樹脂成形とは?どんな種類があるのか?

樹脂(プラスチック)成形

初めましてこんにちは、ライターのたなかです。普段はとある製造メーカーにて設計業務に従事しており、副業ではWebライターとして活動しております。普段の業務では金属製品や電子部品を取り扱うことが多い私ですが、まれに樹脂製品を取り扱うことも。しかし、樹脂製品の知見があまり無いということもあり、「勉強も兼ねて樹脂成形に関する記事を作成してみよう」と思い立ちました。今回は樹脂成形の種類について代表的なものをご紹介します。

樹脂成形とはそもそも何か?

一般的に考えられている樹脂成形とは、プラスチックを加熱して溶かした後、金型に入れて冷やし固める作業のこと。樹脂成形の方法にはたくさんの種類がありますが、使用する材料や完成品の使用用途によって、最適な成形方法を選択することが重要です。

樹脂成形で使用する樹脂

樹脂成形で使用する樹脂は、「熱可塑性樹脂」と「熱硬化性樹脂」の2つに分類ができます。

熱可塑性樹脂

高温になるとチョコレートのように溶け出して、冷えると硬化する樹脂を熱可塑性樹脂といいます。以下は熱可塑性樹脂の一例です。
・ABS樹脂
・ポリエチレン
・ポリスチレン

熱硬化性樹脂

熱可塑性樹脂とは逆の性質を持つのが熱硬化性樹脂です。冷えた状態ではクッキーのように樹脂が柔らかいままですが、加熱することで硬化する特性を持っています。以下は熱硬化性樹脂の一例です。
・フェノール樹脂
・エポキシ樹脂
・シリコン樹脂

樹脂成形の種類

樹脂成形の方法には非常に多くの種類が存在しますが、本記事ではその一部をご紹介。

スクリュを使用して樹脂成形をする方法

(1)射出成形
射出成形は、樹脂成形の中で最もポピュラーな成形方法で知られています。熱で溶かした樹脂を金型内に入れ、圧入・冷却させて固める方法です。

・一度で複数個の成形品の製作が可能
・複雑な形状が成形可能

以上の性質から、射出成形は大量生産に向いている成形方法だといえるでしょう。私たちの身の回りにある日用品から自動車部品まで、幅広い分野で射出成形が採用されています。

(2)押出成形
押出成形とは、熱で溶かした樹脂をところてんのように押し出して成形する方法です。他の成形方法とは異なり、金型内で冷却させることはありません。押出口の形状によって、樹脂の形が決まりますがこの部分を「ダイ」と呼びます。押出成形では高い圧力を掛けて樹脂を成形するため、全ての部分が均一に成形されるわけではありません。あらかじめ変形することを考慮して、ダイの形を設計する必要があります。

(3)ブロー成形
ブロー成形とは溶かした樹脂の内側から空気を吹き込み、膨らませて成形する方法です。中空成形ともよばれています。ペットボトルのような、中身が空洞になっている容器を作成するには最適な成形方法といえるでしょう。

スクリュを使用しないで樹脂成形をする方法

(1)真空注型
真空注型は、真空状態でシリコンやプラスチックの型に樹脂を流し固める方法。樹脂は二液硬化性樹脂を採用することが多いです。これは、主剤と硬化剤を混ぜ合わせることにより化学反応が発生し、樹脂が硬化する性質を持っています。

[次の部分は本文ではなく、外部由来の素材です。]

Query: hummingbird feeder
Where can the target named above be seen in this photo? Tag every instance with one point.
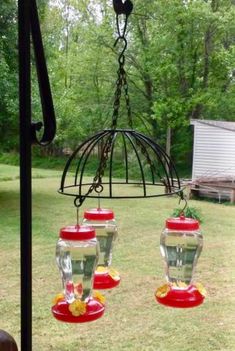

この2種類の液体を混ぜ合わせる時に気泡が入らないように、真空状態で注型が行われます。金型を使用する成形方法よりもコストを抑えられますが、樹脂の硬化までに時間が掛かるので注意が必要です。

(2)圧縮成形
圧縮成形とは、熱硬化性樹脂を使った古くからある樹脂成形方法です。樹脂を金型に流し込んだ後、高温になった金型が圧力をかけて樹脂を硬化させます。金型の構造が比較的単純であることから、コストを抑えて金型製作が可能。ただし、成形の過程でガスが発生するため、成形品にバリが付着しやすくなる傾向にあります。

おわりに

今回は樹脂成形の種類についてざっくりと解説を行いました。成形方法は非常に多くの種類があり、それぞれの製品用途によって使い分ける必要があります。次回は、今回ご紹介した成形方法についてもっと掘り下げて解説していく予定です。少しでもためになったら嬉しいです。